Um ponto importante destacado pela professora Melissa Folmann é que o STJ não usurpa o papel do legislador quando inova no direito previdenciário. “Entre os vários princípios que pautam o Direito Brasileiro estão o da boa fé e do in dubio pro misero (na dúvida, em favor do miserável). Quando a lei prejudica o cidadão ou tem lacunas que o impedem de exercer seus direitos, o julgador deve usar esses princípios para clarificar a situação”, comentou. Ela ressalta ainda que várias novas legislações foram criadas com base em decisões judiciais. Por fim, salienta que muitas vezes projetos sobre a seguridade social não têm prioridade no Legislativo.

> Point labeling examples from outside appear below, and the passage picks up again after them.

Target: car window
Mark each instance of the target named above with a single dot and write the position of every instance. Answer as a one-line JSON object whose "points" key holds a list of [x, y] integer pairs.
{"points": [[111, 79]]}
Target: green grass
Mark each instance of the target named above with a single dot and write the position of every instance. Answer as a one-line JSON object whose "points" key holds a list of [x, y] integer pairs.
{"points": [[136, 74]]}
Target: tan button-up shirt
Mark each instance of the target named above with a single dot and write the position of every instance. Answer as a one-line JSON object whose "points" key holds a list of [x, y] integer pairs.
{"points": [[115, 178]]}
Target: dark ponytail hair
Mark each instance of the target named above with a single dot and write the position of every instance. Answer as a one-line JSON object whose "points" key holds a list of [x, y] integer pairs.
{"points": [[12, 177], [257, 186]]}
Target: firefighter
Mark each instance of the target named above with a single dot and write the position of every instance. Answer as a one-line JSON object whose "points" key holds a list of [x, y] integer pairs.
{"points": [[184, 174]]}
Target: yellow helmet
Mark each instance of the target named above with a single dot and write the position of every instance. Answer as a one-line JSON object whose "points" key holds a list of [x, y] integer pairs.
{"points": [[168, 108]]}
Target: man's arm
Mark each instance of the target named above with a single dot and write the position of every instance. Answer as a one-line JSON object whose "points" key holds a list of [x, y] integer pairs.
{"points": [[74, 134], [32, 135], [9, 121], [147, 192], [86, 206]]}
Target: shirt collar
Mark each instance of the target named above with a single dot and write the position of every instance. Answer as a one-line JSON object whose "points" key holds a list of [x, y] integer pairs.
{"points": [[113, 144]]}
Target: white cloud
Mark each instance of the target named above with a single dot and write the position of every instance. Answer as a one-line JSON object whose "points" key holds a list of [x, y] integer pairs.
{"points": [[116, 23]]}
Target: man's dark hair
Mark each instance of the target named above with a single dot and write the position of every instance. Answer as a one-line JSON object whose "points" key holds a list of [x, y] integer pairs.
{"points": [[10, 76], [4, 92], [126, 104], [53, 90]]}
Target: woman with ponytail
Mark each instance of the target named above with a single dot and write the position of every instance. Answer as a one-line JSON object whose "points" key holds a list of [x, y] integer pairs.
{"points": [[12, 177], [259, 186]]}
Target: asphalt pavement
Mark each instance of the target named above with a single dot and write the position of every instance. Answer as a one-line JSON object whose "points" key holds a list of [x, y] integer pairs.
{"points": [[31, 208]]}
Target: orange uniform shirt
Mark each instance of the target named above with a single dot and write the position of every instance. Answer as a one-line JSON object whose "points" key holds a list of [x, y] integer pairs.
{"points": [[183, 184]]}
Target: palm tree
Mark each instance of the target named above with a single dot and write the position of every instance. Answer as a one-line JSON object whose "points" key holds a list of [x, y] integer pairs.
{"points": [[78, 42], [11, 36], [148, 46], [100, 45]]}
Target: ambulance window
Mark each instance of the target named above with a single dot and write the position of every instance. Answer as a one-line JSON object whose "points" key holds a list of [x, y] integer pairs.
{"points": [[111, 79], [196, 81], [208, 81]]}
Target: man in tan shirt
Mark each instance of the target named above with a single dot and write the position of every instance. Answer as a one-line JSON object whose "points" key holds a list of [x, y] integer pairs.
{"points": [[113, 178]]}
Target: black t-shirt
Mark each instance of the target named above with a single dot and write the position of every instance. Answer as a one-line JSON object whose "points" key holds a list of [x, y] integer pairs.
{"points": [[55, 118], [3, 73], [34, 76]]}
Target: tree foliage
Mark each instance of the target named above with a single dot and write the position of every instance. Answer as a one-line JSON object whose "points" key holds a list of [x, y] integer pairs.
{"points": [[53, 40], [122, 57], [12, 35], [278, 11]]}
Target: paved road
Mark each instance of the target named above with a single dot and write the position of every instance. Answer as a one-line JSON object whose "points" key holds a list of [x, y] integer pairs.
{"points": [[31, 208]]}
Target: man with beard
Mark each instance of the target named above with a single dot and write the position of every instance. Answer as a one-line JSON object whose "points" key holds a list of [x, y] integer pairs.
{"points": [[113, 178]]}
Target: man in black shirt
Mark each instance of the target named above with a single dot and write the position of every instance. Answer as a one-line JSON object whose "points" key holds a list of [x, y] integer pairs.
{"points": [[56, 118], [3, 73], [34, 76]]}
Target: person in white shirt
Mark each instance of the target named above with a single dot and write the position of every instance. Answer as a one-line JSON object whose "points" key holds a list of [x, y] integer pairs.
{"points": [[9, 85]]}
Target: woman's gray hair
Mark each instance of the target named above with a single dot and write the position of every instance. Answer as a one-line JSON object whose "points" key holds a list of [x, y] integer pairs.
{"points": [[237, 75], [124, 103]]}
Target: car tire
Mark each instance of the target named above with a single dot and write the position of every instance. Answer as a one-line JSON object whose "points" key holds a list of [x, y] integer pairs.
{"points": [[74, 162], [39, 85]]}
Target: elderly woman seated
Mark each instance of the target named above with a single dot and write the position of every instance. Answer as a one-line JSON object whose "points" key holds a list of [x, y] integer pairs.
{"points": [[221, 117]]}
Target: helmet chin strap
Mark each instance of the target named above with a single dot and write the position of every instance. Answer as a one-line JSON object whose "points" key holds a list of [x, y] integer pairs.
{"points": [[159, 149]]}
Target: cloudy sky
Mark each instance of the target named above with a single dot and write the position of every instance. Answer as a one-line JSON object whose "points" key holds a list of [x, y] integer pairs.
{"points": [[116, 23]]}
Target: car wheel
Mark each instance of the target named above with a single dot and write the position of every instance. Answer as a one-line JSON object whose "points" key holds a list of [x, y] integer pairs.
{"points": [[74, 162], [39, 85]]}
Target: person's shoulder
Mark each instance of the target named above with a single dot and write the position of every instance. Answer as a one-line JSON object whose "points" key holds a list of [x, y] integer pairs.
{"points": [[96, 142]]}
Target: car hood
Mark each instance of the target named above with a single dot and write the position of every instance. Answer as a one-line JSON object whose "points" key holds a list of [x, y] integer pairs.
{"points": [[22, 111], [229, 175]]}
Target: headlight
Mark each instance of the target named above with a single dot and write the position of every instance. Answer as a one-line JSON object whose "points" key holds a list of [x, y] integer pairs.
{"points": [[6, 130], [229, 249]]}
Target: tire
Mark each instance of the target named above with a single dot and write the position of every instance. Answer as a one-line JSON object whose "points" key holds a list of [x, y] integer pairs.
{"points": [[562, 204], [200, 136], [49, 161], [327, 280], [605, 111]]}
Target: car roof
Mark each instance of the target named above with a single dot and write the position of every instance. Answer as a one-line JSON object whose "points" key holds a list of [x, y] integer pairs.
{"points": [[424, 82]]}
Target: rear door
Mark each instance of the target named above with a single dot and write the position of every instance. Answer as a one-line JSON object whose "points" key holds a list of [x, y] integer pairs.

Essa mesma visão é compartilhada pelo ministro Arnaldo Esteves Lima, para quem o juiz não vai contra o contexto do direito, mas, se há omissão, é função da Justiça supri-la. Salienta ainda que as decisões do STJ levam em conta o equilíbrio dos interesses sociais e dos direitos individuais. “A previdência e a assistência social não são o ‘cofre da viúva’, têm limites que devemos respeitar para manter a viabilidade do sistema. As posições do Tribunal jamais foram irresponsáveis nesse sentido”, ponderou o ministro Arnaldo Esteves.